Is rhom is a rhom, there is not more to rhom indentification than that.


----------



## 1waypiranha (Nov 6, 2003)

i mean what typer like xingu or what not??..do baby black piranhas..have any red on them when they are young???


----------



## rbP NUT (Dec 2, 2003)

LINK

look here, my rhom is a xingu


----------



## sweet lu (Oct 3, 2003)

my rhom has red on his anal fin and some on his gill plate


----------



## vlahos (Sep 7, 2003)

yes they could have red on them. get a pic if possible


----------



## Grosse Gurke (Jan 3, 2003)

1waypiranha said:


> k..at my lfs..the guy doesnt know sh*t...what is the type of rhom called that has sorta red on its side...cuse it was only maybe 4 in..and he said its a black piranha....and i think hes bullshitin me....and are there any typer of white rhoms????
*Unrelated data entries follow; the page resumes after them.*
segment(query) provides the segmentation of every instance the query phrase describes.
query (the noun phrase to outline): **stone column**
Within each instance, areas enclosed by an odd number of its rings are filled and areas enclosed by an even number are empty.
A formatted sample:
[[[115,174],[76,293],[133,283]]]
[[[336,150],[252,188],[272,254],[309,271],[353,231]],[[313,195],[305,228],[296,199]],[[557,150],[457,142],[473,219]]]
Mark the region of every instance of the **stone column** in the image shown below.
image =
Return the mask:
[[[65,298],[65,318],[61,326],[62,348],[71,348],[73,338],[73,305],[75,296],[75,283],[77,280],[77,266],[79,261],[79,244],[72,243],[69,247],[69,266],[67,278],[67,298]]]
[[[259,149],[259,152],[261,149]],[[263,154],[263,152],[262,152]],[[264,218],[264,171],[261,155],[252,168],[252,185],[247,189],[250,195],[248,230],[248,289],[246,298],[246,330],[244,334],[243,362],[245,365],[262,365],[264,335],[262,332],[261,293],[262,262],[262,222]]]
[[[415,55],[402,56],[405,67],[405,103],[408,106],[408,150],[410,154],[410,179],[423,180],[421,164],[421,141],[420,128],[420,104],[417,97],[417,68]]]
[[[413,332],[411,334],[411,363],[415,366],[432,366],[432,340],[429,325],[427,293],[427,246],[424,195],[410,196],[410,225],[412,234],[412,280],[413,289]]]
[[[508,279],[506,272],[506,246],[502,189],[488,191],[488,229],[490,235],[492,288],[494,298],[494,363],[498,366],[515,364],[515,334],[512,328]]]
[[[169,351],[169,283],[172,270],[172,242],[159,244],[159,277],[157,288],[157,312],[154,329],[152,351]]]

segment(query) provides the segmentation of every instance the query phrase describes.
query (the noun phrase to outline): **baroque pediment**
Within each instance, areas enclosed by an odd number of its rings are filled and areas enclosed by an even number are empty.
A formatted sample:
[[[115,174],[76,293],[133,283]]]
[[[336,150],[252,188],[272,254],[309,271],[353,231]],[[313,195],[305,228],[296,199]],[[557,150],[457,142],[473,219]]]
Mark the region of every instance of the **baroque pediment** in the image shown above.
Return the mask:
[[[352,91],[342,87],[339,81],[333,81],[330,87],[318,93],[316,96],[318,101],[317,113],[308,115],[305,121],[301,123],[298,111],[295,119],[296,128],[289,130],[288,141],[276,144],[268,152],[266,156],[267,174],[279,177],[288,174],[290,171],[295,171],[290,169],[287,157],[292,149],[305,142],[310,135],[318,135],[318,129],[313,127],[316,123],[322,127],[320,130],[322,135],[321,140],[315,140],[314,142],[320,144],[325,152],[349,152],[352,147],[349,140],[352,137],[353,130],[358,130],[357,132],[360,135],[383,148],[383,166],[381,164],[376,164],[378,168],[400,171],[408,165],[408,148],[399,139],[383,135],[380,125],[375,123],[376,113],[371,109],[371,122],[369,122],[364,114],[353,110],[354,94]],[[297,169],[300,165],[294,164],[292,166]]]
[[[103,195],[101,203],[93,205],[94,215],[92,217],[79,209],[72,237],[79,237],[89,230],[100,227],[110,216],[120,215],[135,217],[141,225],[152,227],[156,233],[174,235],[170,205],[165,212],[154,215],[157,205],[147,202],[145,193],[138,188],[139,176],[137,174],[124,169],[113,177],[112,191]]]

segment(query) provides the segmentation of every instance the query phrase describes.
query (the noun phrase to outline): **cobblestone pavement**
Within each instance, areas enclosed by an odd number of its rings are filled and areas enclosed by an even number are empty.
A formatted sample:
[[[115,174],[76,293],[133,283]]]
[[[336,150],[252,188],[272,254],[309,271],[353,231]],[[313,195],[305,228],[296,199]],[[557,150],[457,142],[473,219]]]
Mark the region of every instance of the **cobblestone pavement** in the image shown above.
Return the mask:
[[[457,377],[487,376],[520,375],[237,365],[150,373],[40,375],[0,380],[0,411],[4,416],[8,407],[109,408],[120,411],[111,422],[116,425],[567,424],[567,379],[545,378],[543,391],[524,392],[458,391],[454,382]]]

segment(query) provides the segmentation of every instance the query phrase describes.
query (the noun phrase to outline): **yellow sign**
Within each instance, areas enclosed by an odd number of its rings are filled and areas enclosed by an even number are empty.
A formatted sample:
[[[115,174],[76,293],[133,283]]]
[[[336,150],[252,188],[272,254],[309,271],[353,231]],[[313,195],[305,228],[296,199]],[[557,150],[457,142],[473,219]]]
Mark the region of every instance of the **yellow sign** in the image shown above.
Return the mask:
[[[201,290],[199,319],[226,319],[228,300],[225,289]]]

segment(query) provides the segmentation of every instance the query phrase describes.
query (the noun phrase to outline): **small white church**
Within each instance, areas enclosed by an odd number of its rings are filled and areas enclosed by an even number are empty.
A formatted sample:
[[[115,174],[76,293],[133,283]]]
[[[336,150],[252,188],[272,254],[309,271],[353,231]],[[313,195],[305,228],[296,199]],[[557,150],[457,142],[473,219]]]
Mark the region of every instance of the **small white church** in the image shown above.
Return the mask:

Im still trying to figure out what this has to do with your local fish store guy? He is totally correct if it is a rhom...thats what it is. Xingu, Peruvian, whatever are attached to the fish by the collection point, not necessaraly by their apprearance. Highback, diamond...those are just common names and are the same as calling a rhom a black piranha...another common name for the fish.
Unless you know where the fish was collected, why attach a name to the fish that may not be accurate, it is all a guess.


----------



## hastatus (Jan 16, 2003)

SCI NAME: **** sapien sapien
Common name:
Human, white, black, hispanic, caucasian, asian, oriental, African, Malasian, *********, etc., etc., etc.


----------



## Husky_Jim (May 26, 2003)

hastatus said:


> SCI NAME: **** sapien sapien
> Common name:
> Human, white, black, hispanic, caucasian, asian, oriental, African, Malasian, *********, etc., etc., etc.



















Jim


----------



## Pizzo (Nov 22, 2003)

sweet lu said:


> my rhom has red on his anal fin and some on his gill plate


 mine too


----------